The same question was also decided in Adlinglon vs. Cann, 3 Atk., 141.

An exception to this general rule, which excludes informal papers and parol evidence, has been recognized 3n ,; cases where the testator devises or bequeaths property to a party, under an agreement or understanding that he would hold it in trust for another. In such cases, Courts will not permit the devisee to rely upon the Statute, for the purpose of perpetrating a fraud. It was upon this principle that Podmore vs. Gunning, 10 Eng. Ch. Rep., 247, and other cases of that class were decided.

Another exception has been admitted, where the law raises a trust by presumption. Before the Statute, 1 William IV, ch. 40, the executor was entitled to the undisposed of residuary estate, but it was held that whenever there was a bequest to the executor, the law raised a presumption that he was to hold the residue of the estate for the next of kin or parties entitled. In such cases it has been held that parol evidence is admissible for the purpose of rebutting the trust, but it has scarcely ever been received without eliciting some expression of disapprobation. There is certainly no disposition on the part of the Courts to extend the exceptions.

Where, however, the trust results by operation of law, as for instance, where there is a devise or bequest to a person “upon trust,” and no trust is declared, or upon certain trusts that are too vague to be executed, or upon trusts to be thereafter declared and no declaration is made, or upon trusts that are unlawful, in such cases, a trust results to the heirs at law or personal representatives, and *168extrinsic evidence will not be received. Lewin on Trusts, 183; Langham vs. Sandford, 17 Ves., 442; Walton vs. Walton, 14 Ves., 322; Rackfield vs.
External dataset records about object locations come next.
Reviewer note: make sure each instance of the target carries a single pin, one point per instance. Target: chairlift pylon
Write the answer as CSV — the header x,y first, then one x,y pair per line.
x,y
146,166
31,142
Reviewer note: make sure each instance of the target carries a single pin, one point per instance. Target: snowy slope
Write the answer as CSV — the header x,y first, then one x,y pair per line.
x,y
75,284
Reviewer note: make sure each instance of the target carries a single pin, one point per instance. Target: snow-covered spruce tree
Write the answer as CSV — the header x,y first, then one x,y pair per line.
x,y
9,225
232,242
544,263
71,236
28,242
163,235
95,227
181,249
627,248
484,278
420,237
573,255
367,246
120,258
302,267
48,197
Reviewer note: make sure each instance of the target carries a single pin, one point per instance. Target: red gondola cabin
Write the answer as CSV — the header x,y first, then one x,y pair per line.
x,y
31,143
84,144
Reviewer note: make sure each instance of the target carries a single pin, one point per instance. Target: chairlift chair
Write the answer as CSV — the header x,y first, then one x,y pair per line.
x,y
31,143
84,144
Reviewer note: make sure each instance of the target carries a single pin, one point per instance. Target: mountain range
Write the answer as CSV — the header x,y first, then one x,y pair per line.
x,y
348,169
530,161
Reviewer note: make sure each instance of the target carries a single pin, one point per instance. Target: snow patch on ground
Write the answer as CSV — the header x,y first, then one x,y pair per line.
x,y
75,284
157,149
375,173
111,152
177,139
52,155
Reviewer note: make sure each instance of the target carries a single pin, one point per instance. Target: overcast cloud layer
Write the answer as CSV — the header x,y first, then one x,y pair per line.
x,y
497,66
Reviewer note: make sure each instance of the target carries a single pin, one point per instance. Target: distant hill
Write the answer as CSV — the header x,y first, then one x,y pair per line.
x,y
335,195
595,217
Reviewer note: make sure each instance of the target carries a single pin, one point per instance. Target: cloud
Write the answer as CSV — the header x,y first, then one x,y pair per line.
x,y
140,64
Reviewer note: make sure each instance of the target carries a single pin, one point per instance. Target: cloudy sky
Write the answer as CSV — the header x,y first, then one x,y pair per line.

Coreless, 2 P. Wms., 158.

(Decided 28th June, 1869.)

The property in this case being devised and bequeathed to the donees upon trust, the terms of which are not declared in the will, it must follow that a trust arises by operation of law in favor of the heirs of the testator in regard to the real estate, and as to the personal property, in favor of the personal representatives.

The decree of the Court below will, therefore,. be affirmed in part, and reversed in part, and the cause remanded, in order that a decree may be passed in conformity with the opinion of this Court.

Decree affirmed in part, and reversed in part, and the cause remanded. .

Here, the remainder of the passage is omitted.